Wattage from your warmth
For colder days without as much sun, your own body might prove to be a good way to charge up a device. Your body naturally keeps a nice warm internal temperature, but if it’s warm outside its hard to capture much of a current from your body heat. When there’s a bigger gap between temperatures, energy as heat is transferred in quantities large enough to capture and make use of. This idea isn’t new, but recent improvements in designs with electrolyte gels have been able to capture enough power to start charging a battery. For instance, an array of thermocells in a pair of gloves was able to produce 0.7 volts and 0.3 μW. The goal now is to further optimize the system, allowing for more power to be grabbed at warmer temperatures.
Farming algae oils
The above options are nice for reclaiming smaller amounts of energy, but one of the reasons we’ve had a hard time getting over fuels like coal is scale.

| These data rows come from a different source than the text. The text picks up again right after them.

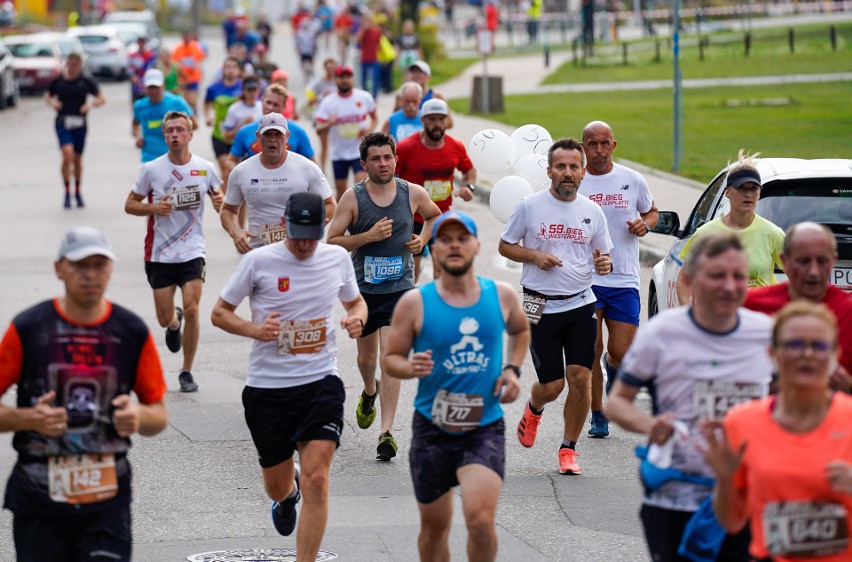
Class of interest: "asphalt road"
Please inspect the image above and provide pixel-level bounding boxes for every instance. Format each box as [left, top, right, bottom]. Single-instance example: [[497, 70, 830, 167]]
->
[[0, 24, 664, 562]]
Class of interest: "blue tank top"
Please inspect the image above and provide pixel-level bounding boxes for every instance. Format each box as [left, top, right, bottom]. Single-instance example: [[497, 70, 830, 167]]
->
[[414, 277, 506, 433], [388, 109, 423, 142]]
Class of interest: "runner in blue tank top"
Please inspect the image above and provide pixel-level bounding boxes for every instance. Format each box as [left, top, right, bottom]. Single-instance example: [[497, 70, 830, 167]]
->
[[382, 211, 530, 561]]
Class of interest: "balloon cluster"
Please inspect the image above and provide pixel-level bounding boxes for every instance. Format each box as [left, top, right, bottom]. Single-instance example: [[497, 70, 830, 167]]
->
[[468, 125, 553, 223]]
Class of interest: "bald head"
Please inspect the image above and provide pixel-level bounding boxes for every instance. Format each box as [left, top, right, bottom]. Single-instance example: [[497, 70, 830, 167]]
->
[[583, 121, 618, 176]]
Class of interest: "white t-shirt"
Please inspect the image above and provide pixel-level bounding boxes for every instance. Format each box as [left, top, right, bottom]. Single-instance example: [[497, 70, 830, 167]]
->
[[500, 189, 612, 314], [225, 152, 331, 248], [619, 307, 772, 511], [133, 154, 222, 263], [580, 164, 654, 289], [221, 242, 360, 388], [222, 100, 263, 134], [314, 88, 376, 160]]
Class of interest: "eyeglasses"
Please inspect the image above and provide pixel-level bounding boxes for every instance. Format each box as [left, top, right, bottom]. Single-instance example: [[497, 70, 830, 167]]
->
[[778, 340, 837, 355]]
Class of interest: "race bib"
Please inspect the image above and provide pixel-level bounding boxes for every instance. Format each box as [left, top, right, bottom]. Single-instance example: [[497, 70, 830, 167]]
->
[[763, 501, 849, 558], [62, 115, 86, 131], [257, 223, 286, 246], [47, 454, 118, 504], [692, 380, 764, 420], [278, 318, 326, 355], [432, 389, 485, 433], [524, 293, 547, 326], [364, 256, 402, 285], [423, 180, 453, 201], [169, 185, 201, 211], [337, 123, 361, 139]]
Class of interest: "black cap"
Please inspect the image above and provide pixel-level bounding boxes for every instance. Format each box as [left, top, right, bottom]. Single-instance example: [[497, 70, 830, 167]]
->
[[284, 191, 325, 240]]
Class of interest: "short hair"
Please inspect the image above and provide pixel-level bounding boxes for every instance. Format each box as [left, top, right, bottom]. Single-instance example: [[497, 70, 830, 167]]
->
[[358, 131, 396, 162], [161, 111, 192, 131], [772, 299, 837, 347], [683, 232, 745, 277], [781, 221, 837, 256], [547, 137, 586, 166], [263, 84, 290, 103]]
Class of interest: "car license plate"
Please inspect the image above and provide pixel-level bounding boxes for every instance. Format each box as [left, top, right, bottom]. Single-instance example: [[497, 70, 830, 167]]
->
[[831, 267, 852, 291]]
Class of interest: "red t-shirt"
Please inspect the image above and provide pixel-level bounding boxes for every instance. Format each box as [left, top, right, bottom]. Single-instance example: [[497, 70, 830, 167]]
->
[[743, 282, 852, 374], [396, 133, 473, 222], [724, 392, 852, 562]]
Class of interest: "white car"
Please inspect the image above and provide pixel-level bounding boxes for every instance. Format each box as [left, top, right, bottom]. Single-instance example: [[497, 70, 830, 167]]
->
[[68, 25, 128, 80], [648, 158, 852, 316]]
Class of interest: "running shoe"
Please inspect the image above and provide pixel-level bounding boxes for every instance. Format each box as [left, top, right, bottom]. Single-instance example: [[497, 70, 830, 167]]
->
[[178, 370, 198, 392], [355, 381, 379, 429], [589, 413, 609, 439], [166, 306, 183, 353], [272, 463, 302, 537], [559, 447, 581, 474], [518, 400, 541, 448], [376, 431, 399, 461]]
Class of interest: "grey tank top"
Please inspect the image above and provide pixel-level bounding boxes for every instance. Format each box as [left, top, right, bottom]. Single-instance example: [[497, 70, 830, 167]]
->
[[349, 178, 414, 295]]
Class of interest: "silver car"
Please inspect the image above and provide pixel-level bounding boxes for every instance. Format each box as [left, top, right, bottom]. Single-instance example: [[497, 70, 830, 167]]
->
[[648, 158, 852, 316]]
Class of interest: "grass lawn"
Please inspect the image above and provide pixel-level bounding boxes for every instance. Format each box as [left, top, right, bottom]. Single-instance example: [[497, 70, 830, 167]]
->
[[544, 23, 852, 84], [450, 82, 852, 182]]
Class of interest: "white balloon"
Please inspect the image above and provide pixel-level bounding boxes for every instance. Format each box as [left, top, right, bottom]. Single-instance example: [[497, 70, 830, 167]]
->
[[467, 129, 515, 175], [510, 124, 553, 162], [489, 176, 533, 223], [512, 154, 550, 191]]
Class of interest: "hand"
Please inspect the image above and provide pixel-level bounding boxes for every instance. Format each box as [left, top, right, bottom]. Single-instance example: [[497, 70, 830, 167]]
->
[[210, 189, 225, 213], [340, 316, 364, 340], [231, 229, 257, 254], [151, 195, 174, 217], [627, 217, 650, 238], [254, 312, 281, 342], [367, 217, 393, 242], [32, 390, 68, 437], [405, 234, 425, 254], [700, 421, 748, 481], [409, 349, 435, 379], [825, 460, 852, 494], [595, 248, 612, 275], [111, 394, 142, 437], [494, 369, 521, 404], [533, 252, 562, 271]]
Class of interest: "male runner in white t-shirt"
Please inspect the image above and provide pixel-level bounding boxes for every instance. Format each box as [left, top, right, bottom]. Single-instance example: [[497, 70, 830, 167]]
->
[[498, 138, 612, 474], [124, 111, 225, 392], [212, 192, 367, 560], [221, 113, 337, 254], [580, 121, 659, 437]]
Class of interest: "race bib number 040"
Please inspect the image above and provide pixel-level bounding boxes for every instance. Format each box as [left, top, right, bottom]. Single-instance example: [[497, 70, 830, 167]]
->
[[432, 389, 485, 433], [763, 501, 849, 558], [47, 454, 118, 504], [278, 318, 327, 355]]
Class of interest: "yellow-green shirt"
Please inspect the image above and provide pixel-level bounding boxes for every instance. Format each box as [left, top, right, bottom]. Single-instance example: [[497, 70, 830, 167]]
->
[[680, 215, 784, 287]]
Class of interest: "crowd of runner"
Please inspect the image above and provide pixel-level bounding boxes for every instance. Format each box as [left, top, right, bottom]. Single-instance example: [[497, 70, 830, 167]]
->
[[0, 5, 852, 561]]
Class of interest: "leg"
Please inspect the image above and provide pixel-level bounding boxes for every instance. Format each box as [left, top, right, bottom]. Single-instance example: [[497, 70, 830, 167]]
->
[[296, 441, 337, 562], [417, 490, 453, 562], [181, 279, 204, 371], [457, 464, 503, 562]]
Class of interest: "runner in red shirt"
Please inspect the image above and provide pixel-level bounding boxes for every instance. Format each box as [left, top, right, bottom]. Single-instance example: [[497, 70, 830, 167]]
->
[[396, 98, 476, 282]]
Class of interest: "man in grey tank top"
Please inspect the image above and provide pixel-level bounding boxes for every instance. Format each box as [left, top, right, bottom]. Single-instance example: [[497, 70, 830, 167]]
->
[[328, 133, 441, 461]]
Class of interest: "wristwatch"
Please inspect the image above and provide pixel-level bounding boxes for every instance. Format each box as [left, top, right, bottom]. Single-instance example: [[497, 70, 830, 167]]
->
[[503, 363, 521, 378]]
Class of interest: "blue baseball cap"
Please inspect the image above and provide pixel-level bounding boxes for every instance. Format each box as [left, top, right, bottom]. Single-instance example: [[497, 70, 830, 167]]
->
[[432, 211, 476, 239]]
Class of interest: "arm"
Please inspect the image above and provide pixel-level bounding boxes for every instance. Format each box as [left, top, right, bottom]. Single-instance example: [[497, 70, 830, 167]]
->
[[381, 290, 435, 379]]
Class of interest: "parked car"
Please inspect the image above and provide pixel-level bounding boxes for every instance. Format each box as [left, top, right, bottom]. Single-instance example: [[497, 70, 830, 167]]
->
[[68, 25, 128, 80], [0, 39, 20, 109], [5, 31, 85, 92], [648, 158, 852, 316]]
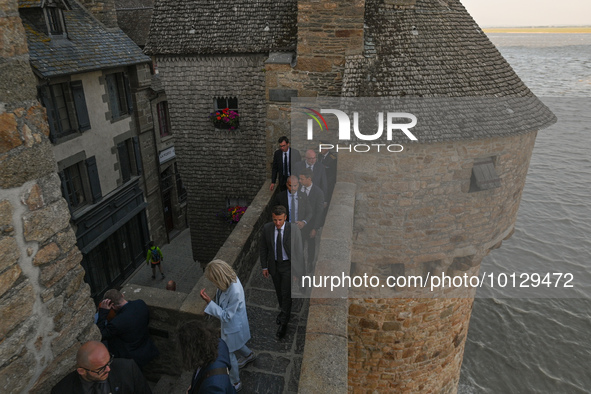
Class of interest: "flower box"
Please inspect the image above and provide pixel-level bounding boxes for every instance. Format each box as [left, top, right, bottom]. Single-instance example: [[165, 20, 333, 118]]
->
[[209, 108, 240, 130]]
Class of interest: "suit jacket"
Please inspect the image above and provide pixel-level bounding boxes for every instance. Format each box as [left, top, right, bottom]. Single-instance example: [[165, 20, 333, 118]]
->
[[205, 278, 250, 352], [275, 190, 312, 228], [300, 183, 325, 229], [51, 358, 152, 394], [271, 147, 302, 185], [97, 300, 159, 368], [293, 161, 328, 202], [260, 222, 303, 275], [188, 338, 236, 394]]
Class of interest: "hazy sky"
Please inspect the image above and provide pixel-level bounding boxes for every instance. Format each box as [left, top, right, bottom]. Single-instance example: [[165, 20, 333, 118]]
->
[[460, 0, 591, 27]]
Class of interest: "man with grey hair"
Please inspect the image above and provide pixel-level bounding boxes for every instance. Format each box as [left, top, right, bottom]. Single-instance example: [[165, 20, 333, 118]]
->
[[51, 341, 152, 394], [96, 289, 159, 368]]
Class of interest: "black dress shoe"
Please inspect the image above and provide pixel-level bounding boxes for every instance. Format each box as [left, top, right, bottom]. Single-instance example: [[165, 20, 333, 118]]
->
[[276, 324, 287, 339]]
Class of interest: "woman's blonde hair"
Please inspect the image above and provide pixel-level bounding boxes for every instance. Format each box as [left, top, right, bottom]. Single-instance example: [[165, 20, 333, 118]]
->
[[205, 259, 236, 291]]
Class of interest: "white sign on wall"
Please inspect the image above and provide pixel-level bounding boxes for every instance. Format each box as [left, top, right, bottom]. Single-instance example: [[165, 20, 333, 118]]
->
[[158, 146, 175, 164]]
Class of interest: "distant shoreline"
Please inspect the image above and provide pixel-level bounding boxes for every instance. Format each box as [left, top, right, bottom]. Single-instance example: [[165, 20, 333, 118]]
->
[[482, 26, 591, 34]]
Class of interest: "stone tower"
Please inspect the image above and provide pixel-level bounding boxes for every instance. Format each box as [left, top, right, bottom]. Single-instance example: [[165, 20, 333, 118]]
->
[[292, 0, 555, 393], [0, 1, 100, 393], [146, 0, 555, 393]]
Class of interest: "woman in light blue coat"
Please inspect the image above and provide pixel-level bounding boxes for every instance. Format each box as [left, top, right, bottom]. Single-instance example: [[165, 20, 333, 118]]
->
[[201, 260, 256, 391]]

At this point we have a lot of infrastructure in place to make massive amounts of electricity by burning these fuels, but that doesn’t mean they’re the only game in town. Looking to the water, scientists are working on ways for algae to grow us fuel in large quantities. These plants do some of the hard work for us, using photosynthesis to turn sunlight into sugars and crucially, oils. Those oils can then be harvested and burned or used in manufacturing like crude oil, all without the need for drilling, mining or fracking.
So once we’ve got all this collected power, we might need more places to store it. The world has lots of batteries, but even more organic food waste that is often left to rot without doing anyone any good. However, a byproduct of that food’s decomposition is sugar alcohols, which are great at holding onto energy in the form of heat. With that in mind, researchers are exploring how carbon nanotubes might be able to make those alcohols into reliable, efficient media to store power. We wouldn’t really be plugging our coffee makers into our compost piles, of course, but it would be a way to get more out of materials that were otherwise dumped as waste.